A similar exercise can be carried out for readable streams. However, it requires quite some trickery to handle both pull and push underlying sources. Push underlying sources are simplest, as you can just enqueue into the queue as data arrives, but for pull ones, you have to manually invert your control, e.g. as seen in kriskowal/gtor#15, so that you only pull from the source when asked for data.

Conclusion

Two weeks ago I started out down this path in earnest, and was hopeful. I prototyped async read(), and found that although the EOS thing was kind of strange, it was a small upgrade in readability, especially with ES7 async/await syntax. I even rewrote the test suite for readable streams using this style. I then ran into the problems with consolidated wait() and write(chunk), but convinced myself to press on: after all, the pipe algorithm is most of what matters, I thought. But when I finally started trying to use the paired-streams design, it ran into enough problems that I can't in good conscience continue this effort.

In all these cases, the design ends up being conceptually elegant, but ill-suited to the real-world problem of wrapping underlying sources and sinks. You do want, as a first-class part of your API, to know when a value is flushed to the socket, or a file descriptor is properly closed. And you want an easy syntax for creating streams wrapping such resources, instead of having to create a pair then pump one side or invert the control on the other.

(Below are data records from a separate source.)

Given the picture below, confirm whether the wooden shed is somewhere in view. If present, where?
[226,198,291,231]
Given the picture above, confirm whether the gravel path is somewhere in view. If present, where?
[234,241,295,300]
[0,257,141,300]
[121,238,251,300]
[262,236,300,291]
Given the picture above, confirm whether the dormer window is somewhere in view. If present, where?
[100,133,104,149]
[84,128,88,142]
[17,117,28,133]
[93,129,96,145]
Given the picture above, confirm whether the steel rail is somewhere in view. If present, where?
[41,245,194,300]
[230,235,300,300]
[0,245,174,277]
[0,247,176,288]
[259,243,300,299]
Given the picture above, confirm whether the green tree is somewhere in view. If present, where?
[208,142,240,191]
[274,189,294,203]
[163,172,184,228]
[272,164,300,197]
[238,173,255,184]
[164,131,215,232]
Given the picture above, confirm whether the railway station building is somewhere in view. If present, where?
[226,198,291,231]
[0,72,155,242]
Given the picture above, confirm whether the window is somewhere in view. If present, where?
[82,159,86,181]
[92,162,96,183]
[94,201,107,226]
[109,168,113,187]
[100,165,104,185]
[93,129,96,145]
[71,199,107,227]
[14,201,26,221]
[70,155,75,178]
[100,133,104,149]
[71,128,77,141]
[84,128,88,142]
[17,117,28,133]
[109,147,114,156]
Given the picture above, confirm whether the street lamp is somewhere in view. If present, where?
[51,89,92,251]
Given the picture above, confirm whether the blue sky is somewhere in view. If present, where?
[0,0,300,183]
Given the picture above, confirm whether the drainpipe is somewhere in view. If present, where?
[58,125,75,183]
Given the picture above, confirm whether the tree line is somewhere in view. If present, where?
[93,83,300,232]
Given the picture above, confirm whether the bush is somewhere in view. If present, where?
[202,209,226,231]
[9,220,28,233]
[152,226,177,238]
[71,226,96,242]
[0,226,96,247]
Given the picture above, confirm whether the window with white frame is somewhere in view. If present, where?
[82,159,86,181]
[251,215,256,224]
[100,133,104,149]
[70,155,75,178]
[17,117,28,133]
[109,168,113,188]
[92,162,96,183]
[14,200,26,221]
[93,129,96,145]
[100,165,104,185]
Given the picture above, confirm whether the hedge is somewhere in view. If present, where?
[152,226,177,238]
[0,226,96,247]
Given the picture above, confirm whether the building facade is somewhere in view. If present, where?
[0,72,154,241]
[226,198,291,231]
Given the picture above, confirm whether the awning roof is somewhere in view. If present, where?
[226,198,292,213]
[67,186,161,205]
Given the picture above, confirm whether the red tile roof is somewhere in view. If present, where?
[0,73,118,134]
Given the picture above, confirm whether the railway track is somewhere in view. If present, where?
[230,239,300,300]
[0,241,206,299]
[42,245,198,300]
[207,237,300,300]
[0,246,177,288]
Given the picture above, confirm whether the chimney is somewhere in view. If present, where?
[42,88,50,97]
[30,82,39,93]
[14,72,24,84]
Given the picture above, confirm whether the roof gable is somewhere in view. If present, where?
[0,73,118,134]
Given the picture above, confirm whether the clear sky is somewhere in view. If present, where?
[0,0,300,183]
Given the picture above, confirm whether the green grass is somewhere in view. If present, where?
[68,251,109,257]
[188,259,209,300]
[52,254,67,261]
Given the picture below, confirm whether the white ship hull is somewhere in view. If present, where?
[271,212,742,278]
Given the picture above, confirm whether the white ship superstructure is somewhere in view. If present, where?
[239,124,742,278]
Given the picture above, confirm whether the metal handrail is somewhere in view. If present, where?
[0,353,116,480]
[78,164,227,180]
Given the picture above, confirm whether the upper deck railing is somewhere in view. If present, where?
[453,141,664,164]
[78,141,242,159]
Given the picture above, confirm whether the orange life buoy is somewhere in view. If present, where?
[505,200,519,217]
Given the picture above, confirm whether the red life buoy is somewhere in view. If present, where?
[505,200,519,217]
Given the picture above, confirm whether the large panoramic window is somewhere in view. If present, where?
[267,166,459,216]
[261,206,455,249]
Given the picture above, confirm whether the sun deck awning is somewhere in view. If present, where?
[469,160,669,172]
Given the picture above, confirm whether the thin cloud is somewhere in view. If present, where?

In the end, the async-read() simplification is the only one that emerges from all of this as potentially useful. But it doesn't really carry its own weight, in my opinion. Do others think it does? If so would they prefer { value, done } or EOS designs?

In any case, I now feel pretty content to leave the issue of reactive-style high-level sugar to libraries. Remember, the intent of the streams API was never to provide first-class events, event streams, observables, async iterables, or similar. Even though some of those use cases do indeed want backpressure and all that comes with it, in the end our primary goal here is to wrap the many sources and sinks present in the web and server ecosystems into a unified API; it is not to create a purely in-memory reactive graph through which data can flow declaratively. You can definitely build the latter on top of the former, and people do. But the lower level needs to be adapted for the primary use case instead of being designed as an elegant two-ended promise queue that falls down on the edge cases surrounding real-world resources. If you're OK with that tradeoff, it should be pretty simple to layer such an idea on top of whatwg/streams, similar to what has been done for Node streams. Indeed, I hope it will be much easier, given our more robust error handling and the like.

And of course, I maintain that readable streams will implement whatever async iterable interface makes its way into ES7 or ES8 or whatever, so that they can be used with for-on and the like.